After the eyeball to eyeball view of the cattle, I was in slow motion.
So it didn't take long for some trucker to catch up to us. I let him by.
There are horses and some sort of 1/2 sheep 1/2 goat wandering freely about. 
Really don't want to be first going down a new road at night.


----------



## KyushuCalanthe (Oct 6, 2014)

Ha, ha! Sounds like rural China. We saw lots of animals on the roads - all in the high mountains in impossibly steep terrain - dogs, horses, cows, yaks, and endless pigs. There was one dog that must have run a half mile in front of the bus before ducking off the highway at one point. Not a place I'd like to drive at night!


----------



## iwillard (Oct 22, 2014)

> some sort of 1/2 sheep 1/2 goat wandering freely about.



That's pretty funny! Actually they are called Navajo-Churro sheep and their wool used for making blankets and rugs.

Passing through the Navajo territories,never stop to look at the sheep. In their midst they are accompanied by cute little brown cur dogs used as livestock guardians and they will attack the cars,arms,cameras,etc.


----------



## Clark (Oct 23, 2014)

Thanks for the info! We never did follow up on that ID.

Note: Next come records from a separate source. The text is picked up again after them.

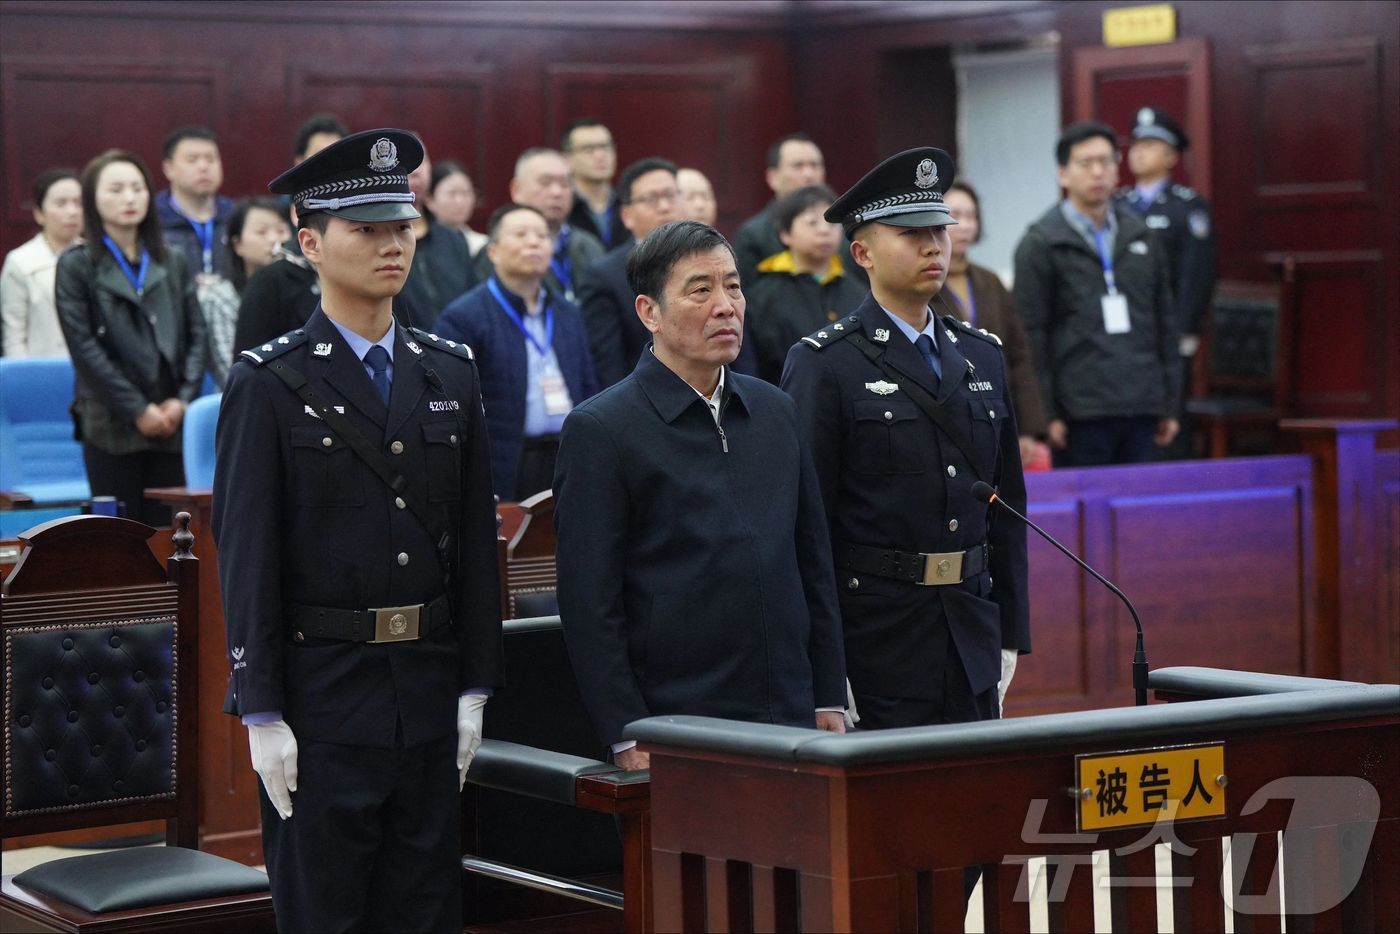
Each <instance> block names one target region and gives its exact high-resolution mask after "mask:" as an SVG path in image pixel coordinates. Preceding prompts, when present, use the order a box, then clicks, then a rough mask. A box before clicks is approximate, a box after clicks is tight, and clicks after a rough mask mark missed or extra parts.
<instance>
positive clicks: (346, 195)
mask: <svg viewBox="0 0 1400 934" xmlns="http://www.w3.org/2000/svg"><path fill="white" fill-rule="evenodd" d="M421 164H423V143H421V141H420V140H419V137H417V136H414V134H413V133H409V132H407V130H393V129H381V130H364V132H363V133H351V134H350V136H346V137H344V139H340V140H337V141H335V143H332V144H330V146H328V147H326V148H323V150H321V151H319V153H316V154H315V155H312V157H309V158H307V160H305V161H302V162H300V164H298V165H293V167H291V168H290V169H287V171H286V172H283V174H281V175H279V176H277V178H274V179H273V181H272V182H269V183H267V190H270V192H272V193H273V195H288V196H290V197H291V203H293V204H294V206H295V207H297V213H298V214H309V213H314V211H326V213H328V214H335V216H336V217H344V218H346V220H353V221H364V223H378V221H391V220H414V218H417V217H419V211H417V210H416V209H414V207H413V192H412V190H409V172H412V171H413V169H416V168H417V167H419V165H421Z"/></svg>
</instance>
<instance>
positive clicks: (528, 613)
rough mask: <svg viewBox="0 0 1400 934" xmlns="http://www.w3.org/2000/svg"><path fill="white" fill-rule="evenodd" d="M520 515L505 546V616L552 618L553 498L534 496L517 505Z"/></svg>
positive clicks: (555, 600)
mask: <svg viewBox="0 0 1400 934" xmlns="http://www.w3.org/2000/svg"><path fill="white" fill-rule="evenodd" d="M519 511H521V513H522V514H524V517H522V518H521V524H519V527H518V528H517V529H515V534H514V535H511V541H510V543H508V545H507V546H505V598H507V616H510V618H512V619H524V618H531V616H554V615H557V613H559V598H557V595H556V592H554V591H556V581H557V574H556V571H554V494H553V492H550V490H543V492H542V493H536V494H535V496H532V497H529V499H528V500H522V501H521V503H519Z"/></svg>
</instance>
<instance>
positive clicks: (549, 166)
mask: <svg viewBox="0 0 1400 934" xmlns="http://www.w3.org/2000/svg"><path fill="white" fill-rule="evenodd" d="M568 179H570V175H568V160H566V158H564V154H563V153H559V151H556V150H550V148H545V147H533V148H528V150H525V151H524V153H521V155H519V158H517V160H515V176H514V178H511V202H514V203H517V204H525V206H526V207H533V209H535V210H538V211H539V213H540V214H543V217H545V221H546V223H547V224H549V237H550V248H552V253H553V255H552V256H550V260H549V270H547V272H546V273H545V286H546V287H547V288H549V290H550V293H553V294H556V295H563V297H564V298H567V300H568V301H570V302H571V304H578V298H577V294H575V291H577V288H578V280H580V277H581V276H582V274H584V273H585V272H587V270H588V267H589V266H592V265H594V263H595V262H598V260H599V259H602V258H603V252H605V249H603V245H602V241H599V239H598V238H596V237H594V235H592V234H589V232H588V231H587V230H578V228H577V227H571V225H570V224H568V223H567V217H568V209H570V206H571V204H573V199H574V193H573V189H571V188H570V182H568ZM490 274H491V258H490V251H486V249H483V251H482V252H480V253H477V258H476V277H477V279H479V280H482V281H484V280H486V279H489V277H490Z"/></svg>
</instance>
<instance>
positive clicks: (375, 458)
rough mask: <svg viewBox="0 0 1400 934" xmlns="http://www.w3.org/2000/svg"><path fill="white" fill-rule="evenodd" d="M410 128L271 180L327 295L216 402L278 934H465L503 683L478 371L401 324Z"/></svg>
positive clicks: (227, 560) (239, 619)
mask: <svg viewBox="0 0 1400 934" xmlns="http://www.w3.org/2000/svg"><path fill="white" fill-rule="evenodd" d="M421 160H423V146H421V143H420V141H419V140H417V137H414V136H413V134H412V133H406V132H403V130H370V132H365V133H357V134H354V136H347V137H346V139H343V140H340V141H339V143H335V144H332V146H329V147H326V148H325V150H322V151H321V153H318V154H316V155H312V157H311V158H308V160H305V161H304V162H301V164H300V165H297V167H295V168H293V169H290V171H287V172H284V174H283V175H281V176H279V178H277V179H274V181H273V182H272V183H270V185H269V188H270V190H272V192H273V193H274V195H290V196H291V197H293V202H294V203H295V206H297V214H298V218H300V223H301V228H300V230H298V239H300V244H301V249H302V253H304V255H305V256H307V259H308V260H309V262H311V263H314V265H315V266H316V269H318V272H319V276H321V284H322V297H321V305H319V307H318V308H316V311H315V312H314V314H312V315H311V318H309V319H308V321H307V323H305V325H304V326H302V328H298V329H295V330H293V332H290V333H287V335H283V336H281V337H276V339H273V340H270V342H267V343H265V344H259V346H256V347H251V349H248V350H245V351H244V353H242V354H241V356H239V357H238V360H237V361H235V364H234V367H232V370H231V371H230V375H228V384H227V388H225V391H224V400H223V410H221V414H220V420H218V434H217V442H216V444H217V469H216V476H214V499H213V531H214V536H216V541H217V542H218V571H220V580H221V585H223V594H224V618H225V620H227V627H228V653H230V664H231V668H232V678H231V683H230V690H228V699H227V702H225V710H227V711H228V713H232V714H237V716H239V717H242V720H244V723H245V724H248V732H249V746H251V751H252V759H253V767H255V769H256V770H258V773H259V776H260V779H262V794H260V801H262V825H263V853H265V856H266V860H267V872H269V875H270V879H272V893H273V905H274V907H276V913H277V924H279V927H280V928H281V930H400V931H403V930H413V931H461V930H462V917H461V914H462V912H461V881H459V877H461V864H459V858H461V847H459V818H458V814H459V795H461V787H462V781H463V780H465V776H466V769H468V766H469V765H470V759H472V756H473V755H475V752H476V745H477V744H479V742H480V731H482V707H483V706H484V703H486V697H487V696H489V695H490V690H491V689H493V688H494V686H496V685H497V681H498V676H500V668H501V626H500V611H498V606H500V602H498V590H497V563H496V510H494V504H493V499H491V480H490V463H489V459H487V441H486V423H484V417H483V413H482V395H480V381H479V377H477V371H476V364H475V361H473V358H472V351H470V350H469V349H468V347H466V346H465V344H461V343H455V342H448V340H442V339H440V337H437V336H434V335H428V333H424V332H420V330H416V329H406V328H403V326H400V325H398V323H395V321H393V315H392V301H393V297H395V295H396V294H398V293H399V290H400V288H402V287H403V281H405V277H406V276H407V273H409V269H410V266H412V262H413V251H414V238H413V230H412V221H413V218H416V217H417V216H419V214H417V211H416V210H414V207H413V195H412V193H410V192H409V185H407V174H409V172H410V171H413V168H414V167H416V165H419V164H420V161H421Z"/></svg>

I thought these would be priced a bit more. It looks like the initial purchase is under $300.
Does a sheep produce more than $10,000 worth of wool in its lifetime?
Considering it is a rare breed and living about 15 years, I would think the wool is a premium.

Thank you for your reply.


----------



## iwillard (Oct 23, 2014)

Clark,

I've raised sheep for over 30 years,frankly speaking these sheep are good only for their wool if one is into making rugs. As a blanket,sand paper is far more comfy on your lap. Their meat tends to be very lean,as long as they are cooked rare to med.rare,it can get quite tough.

Life expectancy of a sheep is a very iffy subject,they are supposed to be the toughest creatures in a barn yard but my experience says,sheep are always busy looking for a place to die unless you find someone who culled them even when they sneezed and didn't keep any of their offspring then they can live a useful life for awhile. 

Oldest ewe I've had was 16 years old when I retired her to a friend and she lived on for another 6 years producing triplets at every cycle.

If you want to buy few sheep to keep your yard clipped,stay away from black faces and one of the hardiest breed to have around is a Polypay sheep. Good mothers with plenty of milk ,easy lambers and they will not break your bank account for their feed.


----------